If you are working at a non-profit there should still be some operating procedures to go by and a board of directors. This seems too much of a law suit waiting to happen. If the boss is going to socialize with the other employees then he/she needs to make sure all are invited and its in a very neutrual surroundings, otherwise problems will arise. Have you spoken to her about this, if not then it may be time to do so? What will happen if this person gets mad over something

I disagree with Jocelyn and Jo. Socializing after work, with peers and superiors, is a normal part of many office cultures. In social services, socializing and "de-pressurizing" seem to be especially important to many people. When I worked in social services, I always thought certain things were not "fair" because your whole life is about justice and equality for all, but now that I work in a corporation, I realize that office politics are part of the job. Or they should be, if you want anything to change.

Doy you want the opportunity to network at these events?
Are the events you would like to be invited to work-related or social? If they are in a work context, you could probably ask to attend without awkwardness. If they are social, you are going to have to be more socially involved with your boss if you expect to be invited. Invite the boss and the case manager out. Pay attention. You will get a better grasp of their relationship and they will see that you want to socialize too and maybe get to know you on a more personal level. You can then find out about the social events you wish to attend and figure out the best way to proceed.

Or do you just want to "break-up" their relationship?
I would recommend getting over it. This is life. If, and when, it negatively affects your job, then you can bring it up to your boss in that context. But you'd better have specifics.

You know the old saying "You can pick your friends, but not your relatives"? Well..., in the case of co-workers and friends, perhaps the same thing applies. There are lots of people I work with and for who I probably wouldn't "click" with in a social setting - and vice versa. I don't worry about it, or expect to be invited to their social functions. Once in a while I find someone at the office who I do share similar interests with and want to get to know better. In that case, I will ask them to go to lunch, etc. and let the relationship progress. Other than that, I make my friends outside of the office and don't concern myself with the social lives of my co-workers. If as a single parent all you do is work and take care of your kids, then you might see being excluded from your co-workers social activities as a slight. If, on the other hand, you make your own friends and fun outside of the office, you will be less likely to be affected by your co-workers relationship outside of the office. My advice would be, unless there is blatant partiality or prejudice toward you going on in the office, don't look for trouble. Just take care of your own social life.

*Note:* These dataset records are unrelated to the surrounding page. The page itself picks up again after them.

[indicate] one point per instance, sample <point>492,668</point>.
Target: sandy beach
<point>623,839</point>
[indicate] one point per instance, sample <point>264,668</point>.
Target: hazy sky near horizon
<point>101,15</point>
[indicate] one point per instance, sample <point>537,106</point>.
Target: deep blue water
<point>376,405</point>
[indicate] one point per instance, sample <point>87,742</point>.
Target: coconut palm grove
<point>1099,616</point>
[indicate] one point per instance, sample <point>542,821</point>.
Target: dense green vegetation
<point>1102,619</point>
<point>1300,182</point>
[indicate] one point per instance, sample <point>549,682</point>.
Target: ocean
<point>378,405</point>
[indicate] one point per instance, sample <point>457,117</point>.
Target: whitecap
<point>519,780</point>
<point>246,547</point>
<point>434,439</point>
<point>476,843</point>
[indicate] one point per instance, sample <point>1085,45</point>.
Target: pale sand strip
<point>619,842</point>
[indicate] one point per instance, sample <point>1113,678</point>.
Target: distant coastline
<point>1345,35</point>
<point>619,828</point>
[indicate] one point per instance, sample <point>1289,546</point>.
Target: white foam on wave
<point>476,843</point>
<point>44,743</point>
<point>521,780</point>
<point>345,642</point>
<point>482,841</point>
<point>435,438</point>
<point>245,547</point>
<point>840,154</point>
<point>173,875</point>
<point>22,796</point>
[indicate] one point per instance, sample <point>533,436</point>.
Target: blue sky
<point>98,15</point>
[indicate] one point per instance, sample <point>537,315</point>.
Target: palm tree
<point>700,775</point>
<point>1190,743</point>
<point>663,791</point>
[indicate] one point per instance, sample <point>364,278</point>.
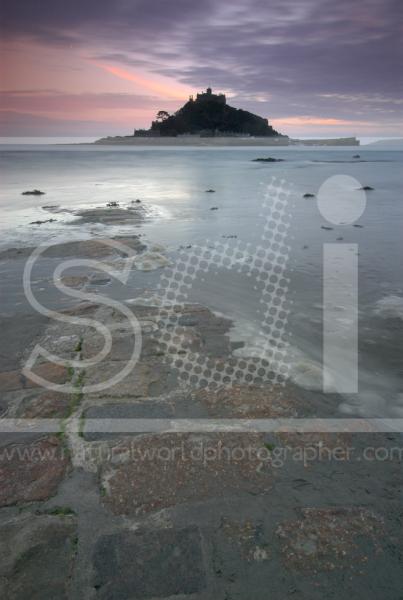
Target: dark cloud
<point>300,52</point>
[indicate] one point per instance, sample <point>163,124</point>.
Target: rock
<point>250,401</point>
<point>269,159</point>
<point>325,539</point>
<point>150,261</point>
<point>48,405</point>
<point>37,554</point>
<point>179,468</point>
<point>15,380</point>
<point>41,222</point>
<point>153,564</point>
<point>32,472</point>
<point>118,216</point>
<point>108,412</point>
<point>74,281</point>
<point>33,193</point>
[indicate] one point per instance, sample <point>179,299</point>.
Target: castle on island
<point>208,115</point>
<point>208,96</point>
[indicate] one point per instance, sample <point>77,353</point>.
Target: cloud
<point>335,60</point>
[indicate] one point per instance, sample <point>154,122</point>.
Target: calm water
<point>171,183</point>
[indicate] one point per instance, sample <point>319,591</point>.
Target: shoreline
<point>275,142</point>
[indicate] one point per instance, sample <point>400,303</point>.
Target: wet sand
<point>218,515</point>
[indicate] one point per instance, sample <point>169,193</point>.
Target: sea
<point>181,216</point>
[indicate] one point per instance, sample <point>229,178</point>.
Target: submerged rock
<point>150,261</point>
<point>33,193</point>
<point>268,159</point>
<point>41,222</point>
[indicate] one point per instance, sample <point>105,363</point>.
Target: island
<point>209,120</point>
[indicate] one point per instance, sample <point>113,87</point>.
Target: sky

I've been interested in reading the comments. In reference to the comments posted by Jocelyn & Amy, they are both women and one of them is involved, just not married. How interesting that in our culture we still hear "boss" and assume "man". Thanks to Jocelyn & Jo for the great comments. I don't think that "office politics" should be a part of the job...positive job performance should be all that's considered. And the question wasn't about a desire to socialize or make friends...it was about an unfair distribution of networking opportunities, which can seriously affect a career. This is ethical, not personal.